En conséquence, l’opposante n’a pas soumis d’informations ni de preuves suffisantes concernant la protection juridique accordée au type de droits antérieurs invoqués au titre de l’article 8, paragraphe 4, du RMUE dans le commerce sur le territoire allemand. L’opposante n’a soumis aucune information sur le contenu des dispositions légales invoquées ou sur les conditions à remplir pour qu’elle puisse interdire l’usage de la marque contestée en vertu des lois allemandes.
Étant donné qu’au moins l’une des exigences nécessaires de l’article 8, paragraphe 4, du RMUE n’est pas remplie, l’opposition est non étayée au titre de l’article 8, paragraphe 4, du RMUE dans la mesure où elle est fondée sur les signes commerciaux non enregistrés prétendument utilisés dans le commerce en Allemagne.
Décision sur opposition n° B 3 236 611 Page 7 sur 7
Il s’ensuit que l’opposition n’est pas fondée au titre de l’article 8, paragraphe 4, du RMUE et doit être rejetée.
DÉPENS
Conformément à l’article 109, paragraphe 1, du RMUE, la partie qui succombe dans une procédure d’opposition doit supporter les taxes et les frais exposés par l’autre partie.

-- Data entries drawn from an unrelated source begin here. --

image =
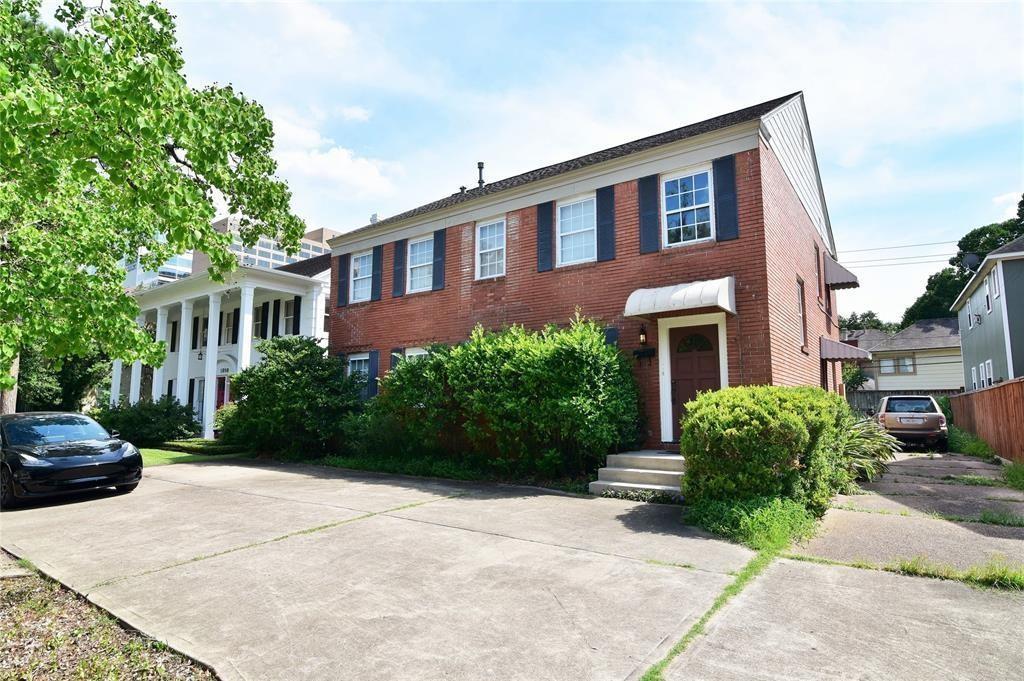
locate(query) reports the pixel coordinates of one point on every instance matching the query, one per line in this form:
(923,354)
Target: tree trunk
(8,398)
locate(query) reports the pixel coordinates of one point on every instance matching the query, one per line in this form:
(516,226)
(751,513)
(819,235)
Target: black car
(52,453)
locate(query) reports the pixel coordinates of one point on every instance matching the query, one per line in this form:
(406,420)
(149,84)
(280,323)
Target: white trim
(409,263)
(579,199)
(678,174)
(665,359)
(1006,324)
(476,247)
(352,278)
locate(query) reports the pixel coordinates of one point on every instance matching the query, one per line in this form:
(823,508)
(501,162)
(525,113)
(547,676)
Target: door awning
(833,349)
(838,277)
(713,293)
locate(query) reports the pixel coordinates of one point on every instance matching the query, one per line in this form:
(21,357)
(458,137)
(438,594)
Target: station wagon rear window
(910,406)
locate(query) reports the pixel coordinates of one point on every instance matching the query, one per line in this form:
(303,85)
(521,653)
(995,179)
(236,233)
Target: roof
(307,267)
(713,293)
(924,335)
(644,143)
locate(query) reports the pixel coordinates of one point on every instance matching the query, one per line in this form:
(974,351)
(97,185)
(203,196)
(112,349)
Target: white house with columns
(211,328)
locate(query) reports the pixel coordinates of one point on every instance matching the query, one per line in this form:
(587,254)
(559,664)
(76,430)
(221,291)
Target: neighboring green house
(991,318)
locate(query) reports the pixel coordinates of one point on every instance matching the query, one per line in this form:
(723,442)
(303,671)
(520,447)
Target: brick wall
(599,290)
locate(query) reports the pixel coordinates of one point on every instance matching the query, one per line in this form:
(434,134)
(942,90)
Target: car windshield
(910,406)
(52,428)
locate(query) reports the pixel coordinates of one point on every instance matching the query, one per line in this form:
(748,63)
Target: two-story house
(706,250)
(991,318)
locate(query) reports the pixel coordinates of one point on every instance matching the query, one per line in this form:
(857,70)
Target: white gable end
(785,130)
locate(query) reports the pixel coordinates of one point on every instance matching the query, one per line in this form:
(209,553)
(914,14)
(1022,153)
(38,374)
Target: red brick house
(706,250)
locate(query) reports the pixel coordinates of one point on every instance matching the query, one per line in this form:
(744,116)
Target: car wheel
(7,499)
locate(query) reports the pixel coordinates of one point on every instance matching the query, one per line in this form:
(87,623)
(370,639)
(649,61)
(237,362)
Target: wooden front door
(694,367)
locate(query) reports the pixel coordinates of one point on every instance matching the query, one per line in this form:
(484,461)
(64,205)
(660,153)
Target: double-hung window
(421,264)
(687,215)
(363,274)
(577,230)
(491,249)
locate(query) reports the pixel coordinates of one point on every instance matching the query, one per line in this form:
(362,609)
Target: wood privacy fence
(995,415)
(862,400)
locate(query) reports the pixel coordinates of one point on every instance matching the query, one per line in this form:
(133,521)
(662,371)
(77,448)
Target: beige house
(923,357)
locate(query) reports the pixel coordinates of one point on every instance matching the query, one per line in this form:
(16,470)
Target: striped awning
(833,349)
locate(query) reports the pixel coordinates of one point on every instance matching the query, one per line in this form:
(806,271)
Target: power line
(888,248)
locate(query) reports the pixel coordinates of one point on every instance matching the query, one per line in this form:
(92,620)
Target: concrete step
(597,486)
(639,476)
(651,460)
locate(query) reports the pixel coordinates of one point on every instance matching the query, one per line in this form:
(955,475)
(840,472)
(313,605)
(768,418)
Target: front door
(694,367)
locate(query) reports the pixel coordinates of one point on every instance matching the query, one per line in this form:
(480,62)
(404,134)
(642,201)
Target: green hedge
(766,441)
(547,402)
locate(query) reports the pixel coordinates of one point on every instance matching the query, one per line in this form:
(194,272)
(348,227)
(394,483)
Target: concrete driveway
(272,571)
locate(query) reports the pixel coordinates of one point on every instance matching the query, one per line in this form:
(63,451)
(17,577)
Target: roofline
(372,229)
(973,283)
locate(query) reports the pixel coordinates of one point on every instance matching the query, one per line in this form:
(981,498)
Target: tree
(944,286)
(866,320)
(108,152)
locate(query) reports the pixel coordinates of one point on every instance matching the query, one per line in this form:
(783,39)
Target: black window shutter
(726,213)
(375,281)
(545,237)
(372,373)
(264,316)
(438,260)
(398,271)
(342,281)
(606,223)
(650,216)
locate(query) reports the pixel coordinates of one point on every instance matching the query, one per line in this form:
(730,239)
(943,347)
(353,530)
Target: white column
(135,384)
(210,373)
(246,322)
(184,353)
(116,382)
(158,372)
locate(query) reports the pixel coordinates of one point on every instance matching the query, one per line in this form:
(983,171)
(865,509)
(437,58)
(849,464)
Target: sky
(916,110)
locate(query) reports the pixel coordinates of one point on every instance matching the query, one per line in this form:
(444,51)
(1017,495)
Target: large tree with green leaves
(105,151)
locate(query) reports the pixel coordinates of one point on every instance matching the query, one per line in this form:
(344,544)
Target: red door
(694,367)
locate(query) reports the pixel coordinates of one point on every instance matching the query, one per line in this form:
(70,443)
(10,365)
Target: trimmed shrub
(549,402)
(294,401)
(147,423)
(765,441)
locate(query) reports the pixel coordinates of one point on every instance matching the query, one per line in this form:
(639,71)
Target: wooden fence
(862,400)
(995,415)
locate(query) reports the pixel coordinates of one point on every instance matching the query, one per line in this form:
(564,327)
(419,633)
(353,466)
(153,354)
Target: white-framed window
(420,270)
(491,249)
(687,215)
(577,230)
(361,277)
(289,317)
(358,364)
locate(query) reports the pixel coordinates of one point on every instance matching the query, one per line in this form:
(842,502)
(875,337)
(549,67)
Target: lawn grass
(153,457)
(49,632)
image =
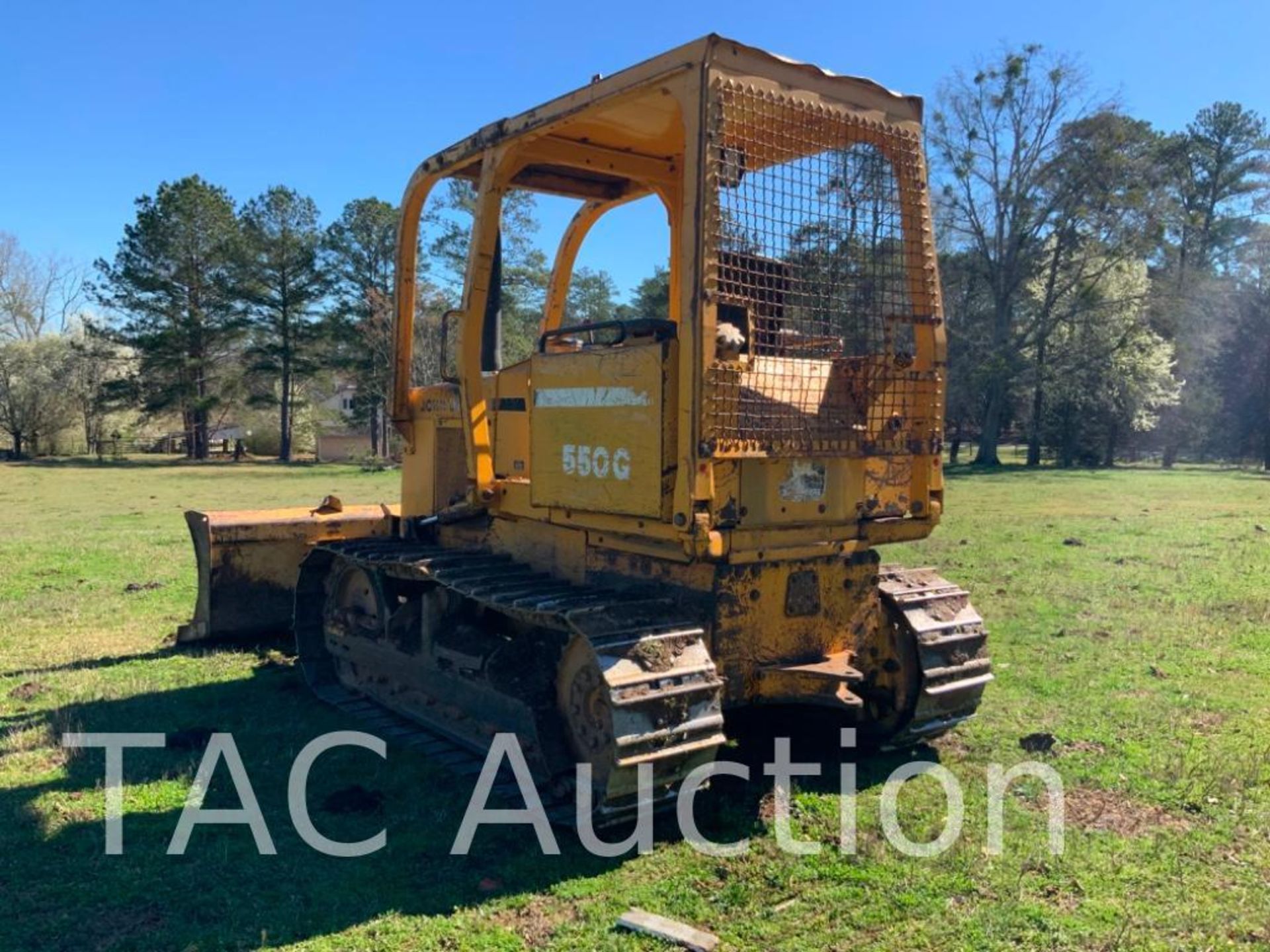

Étant donné que l’opposant est la partie qui succombe, il doit supporter les frais exposés par le demandeur au cours de la présente procédure.
Conformément à l’article 109, paragraphe 7, du RMUE et à l’article 18, paragraphe 1, sous c), i), du RMCUE, les frais à rembourser au demandeur sont les frais de représentation, qui sont fixés sur la base du taux maximal y prévu.
La division d’opposition
Tzvetelina IANTCHEVA Gracia TORDESILLAS MARTÍNEZ Meglena BENOVA
Conformément à l’article 67 du RMUE, toute partie lésée par la présente décision a le droit de former un recours contre la présente décision. Conformément à l’article 68 du RMUE, l’acte de recours doit être déposé par écrit auprès de l’Office dans un délai de deux mois à compter de la date de notification de la présente décision. Il doit être déposé dans la langue de la procédure dans laquelle la décision faisant l’objet du recours a été rendue. En outre, un mémoire exposant les motifs du recours doit être déposé dans un délai de quatre mois à compter de la même date. L’acte de recours n’est réputé déposé qu’après paiement de la taxe de recours de 720 EUR.